South Africa's national police chief has been suspended and a Cabinet minister fired after the two were caught up in a police headquarters leasing scandal, President Jacob Zuma said in a nationally televised announcement Monday.
Zuma also fired another minister who an independent investigator said used taxpayer money to visit a girlfriend imprisoned in Switzerland.
The announcements followed months of calls for Zuma to act decisively against corruption.
South African political analyst Adam Habib said the moves would send a message to civil servants and governing party leaders that wrongdoing has consequences. But Habib added in an interview with the South African television station eTV that he wished Zuma had acted sooner.
In February, a report said that police chief Bheki Cele violated laws and regulations by failing to seek competitive bids when leasing police offices. Cele's "conduct was improper, unlawful and amounted to maladministration," said the report by Public Protector Thuli Madonsela, a government official charged with policing the civil service.
The report came less than a year after Cele's predecessor was convicted of corruption for going on shopping sprees with a convicted drug smuggler.
The Public Works Ministry was involved in the leasing deal. Public Works Minister Gwen Mahlangu-Nkabinde was fired Monday. Zuma also named a three-member board of inquiry to investigate the allegations of misconduct in the leasing affair.
Also fired Monday was Sicelo Shiceka, the Cabinet minister in charge of ensuring local and national agencies work together to better serve the public. The Sunday Times had charged in April that Shiceka "abused taxpayers' money to lead a lifestyle befitting a multimillionaire."
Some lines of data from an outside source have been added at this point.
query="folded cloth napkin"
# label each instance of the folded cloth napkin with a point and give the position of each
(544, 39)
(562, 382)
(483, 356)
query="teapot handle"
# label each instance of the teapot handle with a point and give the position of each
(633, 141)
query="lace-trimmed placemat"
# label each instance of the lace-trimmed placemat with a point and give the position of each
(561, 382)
Among other extravagances, the Johannesburg newspaper reported, Shiceka and members of his staff used public money to live for a year at a luxury Cape Town hotel. Taxpayers paid again when he flew first class to visit his girlfriend, a flight attendant jailed in Switzerland on drug charges.
After the newspaper articles were published, the public protector launched her own investigation into Shiceka's conduct. She concluded in a report earlier this month that the minister had violated ethics codes, "willfully misled" Zuma about his trip to Switzerland, and should pay taxpayers back hundreds of thousands of rand (tens of thousands of dollars) spent on unwarranted hotel stays and travel.
The Democratic Alliance, South Africa's main opposition party, said in a statement it welcomed "the firm action taken by President Jacob Zuma today in firing Gwen Mahlangu-Nkabinde and Sicelo Shiceka, and suspending Bheki Cele.
"This announcement is better late than never."